Each length-2 subword of $w$ will be represented by the label of one of these
three nodes. Thus, $\mathcal{S}_2(w) \leq 3$. The line graph of a connected graph
is connected, so an Eulerian path on $R_3$ reaches every node. We thus have that
$\mathcal{S}_2(w) = 3$.
\vspace{2mm}
By construction, the length 3 subwords of $w$ are all distinct, so $\mathcal{S}_3(w) = 4$.

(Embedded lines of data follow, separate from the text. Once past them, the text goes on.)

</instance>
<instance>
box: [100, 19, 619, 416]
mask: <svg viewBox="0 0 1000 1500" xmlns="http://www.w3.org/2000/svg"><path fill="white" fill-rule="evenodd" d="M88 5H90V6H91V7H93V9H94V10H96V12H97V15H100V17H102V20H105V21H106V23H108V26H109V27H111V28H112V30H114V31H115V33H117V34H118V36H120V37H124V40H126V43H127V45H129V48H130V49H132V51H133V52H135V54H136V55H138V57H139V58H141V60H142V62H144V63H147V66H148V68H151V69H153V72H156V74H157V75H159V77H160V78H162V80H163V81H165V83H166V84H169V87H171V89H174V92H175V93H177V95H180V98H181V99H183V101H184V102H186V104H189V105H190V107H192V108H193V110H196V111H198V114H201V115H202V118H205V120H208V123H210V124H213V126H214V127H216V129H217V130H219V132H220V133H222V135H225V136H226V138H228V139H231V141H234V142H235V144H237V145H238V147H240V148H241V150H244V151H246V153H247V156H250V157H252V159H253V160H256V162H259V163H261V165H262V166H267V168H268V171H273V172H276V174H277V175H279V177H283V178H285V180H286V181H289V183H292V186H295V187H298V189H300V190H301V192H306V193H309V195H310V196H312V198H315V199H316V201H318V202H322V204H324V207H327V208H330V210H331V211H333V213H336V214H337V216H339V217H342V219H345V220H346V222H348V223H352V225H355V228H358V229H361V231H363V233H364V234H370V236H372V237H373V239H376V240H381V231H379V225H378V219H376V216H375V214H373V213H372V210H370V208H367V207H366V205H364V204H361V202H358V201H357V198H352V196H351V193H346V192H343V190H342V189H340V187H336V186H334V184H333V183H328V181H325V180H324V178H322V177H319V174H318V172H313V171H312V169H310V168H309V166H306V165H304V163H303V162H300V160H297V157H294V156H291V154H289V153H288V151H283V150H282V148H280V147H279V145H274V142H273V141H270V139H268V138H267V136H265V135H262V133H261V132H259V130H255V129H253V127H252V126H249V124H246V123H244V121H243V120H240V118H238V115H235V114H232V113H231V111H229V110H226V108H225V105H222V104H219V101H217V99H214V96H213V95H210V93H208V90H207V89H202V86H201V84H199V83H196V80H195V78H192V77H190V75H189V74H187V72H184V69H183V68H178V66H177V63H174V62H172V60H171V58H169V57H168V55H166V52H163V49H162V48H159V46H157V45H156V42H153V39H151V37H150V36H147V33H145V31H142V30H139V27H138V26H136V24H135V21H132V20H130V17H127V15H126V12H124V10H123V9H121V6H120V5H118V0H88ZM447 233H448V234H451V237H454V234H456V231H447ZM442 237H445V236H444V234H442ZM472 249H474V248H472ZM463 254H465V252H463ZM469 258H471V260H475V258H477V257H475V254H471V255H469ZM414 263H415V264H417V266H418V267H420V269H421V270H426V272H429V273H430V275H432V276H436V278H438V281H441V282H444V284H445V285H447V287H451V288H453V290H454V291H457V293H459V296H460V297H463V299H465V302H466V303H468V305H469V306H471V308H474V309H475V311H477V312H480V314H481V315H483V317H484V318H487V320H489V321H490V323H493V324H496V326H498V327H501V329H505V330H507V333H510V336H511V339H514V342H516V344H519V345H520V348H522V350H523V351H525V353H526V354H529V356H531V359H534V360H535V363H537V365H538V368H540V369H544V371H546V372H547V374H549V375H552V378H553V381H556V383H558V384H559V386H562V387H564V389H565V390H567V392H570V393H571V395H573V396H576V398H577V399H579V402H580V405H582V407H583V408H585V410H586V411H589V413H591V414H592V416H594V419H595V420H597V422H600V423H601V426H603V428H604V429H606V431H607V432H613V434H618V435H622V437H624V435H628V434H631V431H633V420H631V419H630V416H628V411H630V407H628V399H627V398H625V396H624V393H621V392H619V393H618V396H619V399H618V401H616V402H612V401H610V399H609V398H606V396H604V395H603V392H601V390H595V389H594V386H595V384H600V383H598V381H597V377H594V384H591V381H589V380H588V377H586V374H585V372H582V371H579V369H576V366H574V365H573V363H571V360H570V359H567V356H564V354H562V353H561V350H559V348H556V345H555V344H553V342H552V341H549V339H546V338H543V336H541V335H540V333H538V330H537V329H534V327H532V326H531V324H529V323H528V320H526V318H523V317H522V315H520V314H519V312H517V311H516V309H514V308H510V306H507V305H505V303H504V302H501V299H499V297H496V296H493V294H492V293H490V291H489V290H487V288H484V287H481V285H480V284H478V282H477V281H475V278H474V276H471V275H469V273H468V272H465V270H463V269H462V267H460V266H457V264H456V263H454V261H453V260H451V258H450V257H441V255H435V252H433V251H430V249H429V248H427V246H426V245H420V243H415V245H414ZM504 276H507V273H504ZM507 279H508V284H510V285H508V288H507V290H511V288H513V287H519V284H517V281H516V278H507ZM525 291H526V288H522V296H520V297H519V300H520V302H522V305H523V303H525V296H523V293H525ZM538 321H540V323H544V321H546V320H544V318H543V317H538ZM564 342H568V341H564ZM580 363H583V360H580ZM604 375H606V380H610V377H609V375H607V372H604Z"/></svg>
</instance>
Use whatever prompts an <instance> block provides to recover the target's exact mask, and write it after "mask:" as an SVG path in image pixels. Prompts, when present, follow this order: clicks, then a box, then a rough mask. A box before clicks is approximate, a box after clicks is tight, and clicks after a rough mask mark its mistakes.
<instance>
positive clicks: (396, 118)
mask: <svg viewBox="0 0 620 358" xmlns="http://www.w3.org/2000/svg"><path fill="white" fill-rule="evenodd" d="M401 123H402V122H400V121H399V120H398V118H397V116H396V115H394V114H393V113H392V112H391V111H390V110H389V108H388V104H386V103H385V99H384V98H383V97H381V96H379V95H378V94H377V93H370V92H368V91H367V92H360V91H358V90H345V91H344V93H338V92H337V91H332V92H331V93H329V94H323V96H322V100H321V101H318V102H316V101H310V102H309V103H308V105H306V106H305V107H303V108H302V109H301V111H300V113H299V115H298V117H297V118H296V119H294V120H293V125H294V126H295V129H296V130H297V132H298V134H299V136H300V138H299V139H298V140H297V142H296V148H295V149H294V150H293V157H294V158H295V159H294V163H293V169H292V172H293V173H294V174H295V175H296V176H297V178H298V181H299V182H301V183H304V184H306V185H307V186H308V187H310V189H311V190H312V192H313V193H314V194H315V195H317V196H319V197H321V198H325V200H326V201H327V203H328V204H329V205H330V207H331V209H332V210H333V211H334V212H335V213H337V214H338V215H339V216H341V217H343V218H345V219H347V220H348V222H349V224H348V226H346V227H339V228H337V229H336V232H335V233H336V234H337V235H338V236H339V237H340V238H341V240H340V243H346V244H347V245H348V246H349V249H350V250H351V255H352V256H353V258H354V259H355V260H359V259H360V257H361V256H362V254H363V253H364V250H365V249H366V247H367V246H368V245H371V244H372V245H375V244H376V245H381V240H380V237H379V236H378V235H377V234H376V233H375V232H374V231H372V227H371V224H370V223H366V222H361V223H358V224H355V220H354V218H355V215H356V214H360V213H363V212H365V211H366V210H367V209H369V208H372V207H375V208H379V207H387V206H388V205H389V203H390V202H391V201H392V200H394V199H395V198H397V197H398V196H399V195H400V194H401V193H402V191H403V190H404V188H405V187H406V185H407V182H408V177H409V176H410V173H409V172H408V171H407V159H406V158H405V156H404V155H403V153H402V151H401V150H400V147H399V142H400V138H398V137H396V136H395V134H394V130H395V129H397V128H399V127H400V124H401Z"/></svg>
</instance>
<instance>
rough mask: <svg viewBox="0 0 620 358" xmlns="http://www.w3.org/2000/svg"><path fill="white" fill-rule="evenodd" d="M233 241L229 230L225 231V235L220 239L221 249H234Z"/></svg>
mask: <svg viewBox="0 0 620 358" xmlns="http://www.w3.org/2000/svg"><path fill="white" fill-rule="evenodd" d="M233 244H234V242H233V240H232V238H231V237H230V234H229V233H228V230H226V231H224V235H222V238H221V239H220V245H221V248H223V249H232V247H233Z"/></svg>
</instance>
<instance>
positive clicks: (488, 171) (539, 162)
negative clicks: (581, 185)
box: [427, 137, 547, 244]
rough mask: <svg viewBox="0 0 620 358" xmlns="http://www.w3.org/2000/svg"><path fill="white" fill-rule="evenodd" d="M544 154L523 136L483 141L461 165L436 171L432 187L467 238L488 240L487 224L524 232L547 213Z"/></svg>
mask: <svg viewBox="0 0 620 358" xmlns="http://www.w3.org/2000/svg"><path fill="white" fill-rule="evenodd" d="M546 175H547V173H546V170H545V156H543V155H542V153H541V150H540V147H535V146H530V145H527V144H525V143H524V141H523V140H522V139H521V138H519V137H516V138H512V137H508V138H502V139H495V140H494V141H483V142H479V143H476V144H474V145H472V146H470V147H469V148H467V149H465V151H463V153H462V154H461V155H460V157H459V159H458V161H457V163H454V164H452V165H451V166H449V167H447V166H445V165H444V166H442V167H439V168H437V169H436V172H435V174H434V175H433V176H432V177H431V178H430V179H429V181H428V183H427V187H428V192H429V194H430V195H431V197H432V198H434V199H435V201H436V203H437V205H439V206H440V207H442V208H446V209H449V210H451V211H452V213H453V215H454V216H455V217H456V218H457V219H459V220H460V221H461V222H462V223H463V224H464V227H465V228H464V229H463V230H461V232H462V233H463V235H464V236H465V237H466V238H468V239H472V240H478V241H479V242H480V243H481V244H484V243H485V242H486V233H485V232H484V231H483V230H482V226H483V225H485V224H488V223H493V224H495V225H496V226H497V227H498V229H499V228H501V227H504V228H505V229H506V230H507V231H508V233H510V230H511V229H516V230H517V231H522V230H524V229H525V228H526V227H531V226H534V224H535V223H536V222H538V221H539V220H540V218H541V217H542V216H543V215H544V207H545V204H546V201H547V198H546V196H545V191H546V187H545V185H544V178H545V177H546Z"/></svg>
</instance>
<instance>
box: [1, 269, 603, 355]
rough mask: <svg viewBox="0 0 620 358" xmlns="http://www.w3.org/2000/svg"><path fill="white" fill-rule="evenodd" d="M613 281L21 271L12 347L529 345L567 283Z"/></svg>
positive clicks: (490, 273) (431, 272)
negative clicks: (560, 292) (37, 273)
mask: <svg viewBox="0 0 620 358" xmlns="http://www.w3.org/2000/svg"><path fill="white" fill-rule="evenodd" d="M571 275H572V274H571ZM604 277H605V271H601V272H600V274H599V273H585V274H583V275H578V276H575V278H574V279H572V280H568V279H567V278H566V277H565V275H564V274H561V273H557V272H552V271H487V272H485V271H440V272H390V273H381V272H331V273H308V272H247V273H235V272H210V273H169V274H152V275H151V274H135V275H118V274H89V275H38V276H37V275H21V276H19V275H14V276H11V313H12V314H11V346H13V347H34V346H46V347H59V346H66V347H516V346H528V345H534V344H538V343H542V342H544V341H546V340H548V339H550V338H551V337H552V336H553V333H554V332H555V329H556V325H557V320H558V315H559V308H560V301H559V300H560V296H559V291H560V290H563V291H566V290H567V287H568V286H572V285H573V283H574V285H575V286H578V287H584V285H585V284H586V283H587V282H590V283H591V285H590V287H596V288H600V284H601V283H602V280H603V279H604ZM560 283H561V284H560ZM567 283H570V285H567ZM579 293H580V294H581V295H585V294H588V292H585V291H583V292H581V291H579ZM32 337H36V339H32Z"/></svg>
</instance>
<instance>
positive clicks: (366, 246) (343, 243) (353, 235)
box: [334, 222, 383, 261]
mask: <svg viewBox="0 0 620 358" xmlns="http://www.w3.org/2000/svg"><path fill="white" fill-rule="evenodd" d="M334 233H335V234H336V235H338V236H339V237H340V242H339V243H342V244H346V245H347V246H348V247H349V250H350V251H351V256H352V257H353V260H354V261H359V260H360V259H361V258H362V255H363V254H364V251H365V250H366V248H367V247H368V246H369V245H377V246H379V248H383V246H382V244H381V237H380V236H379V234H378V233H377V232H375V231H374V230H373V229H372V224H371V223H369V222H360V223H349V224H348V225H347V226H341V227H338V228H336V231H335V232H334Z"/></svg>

We thus conclude that $w$ is a minimal order 3 Sturmain word.
\linehack{}
Now, we prove our inductive step: \par
Assume that the process above produces an order $n-1$ minimal Sturmain word $w_{n-1}$. \par
We want to show that $w_n$ is also a minimal Sturmain word. \par
\vspace{2mm}
By construction, $R_n$ has node labels of length $n-1$ and $n+1$ edges. \par
Thus, $w_n$ has length $2n$.
\vspace{2mm}
The only possilble length-$m$ subwords of $w_n$ are those of $w_{n-1}$ for $m < n$. \par
The line graph of a connected graph is connected, so an Eulerian path on $R_3$ reaches each node.
Thus, all length-$m$ subwords of $w_{n-1}$ appear in $w_n$.
\vspace{2mm}
By our inductive hypothesis, $\mathcal{S}_m(w_n) = m + 1$ for $m < n$. \par
The length-$n$ subwords of $w_n$ are distinct by construction, and there are
$n+1$ such subwords.
\vspace{2mm}
Thus, $\mathcal{S}_n(w_n) = n + 1$.
\end{solution}
\vfill
\pagebreak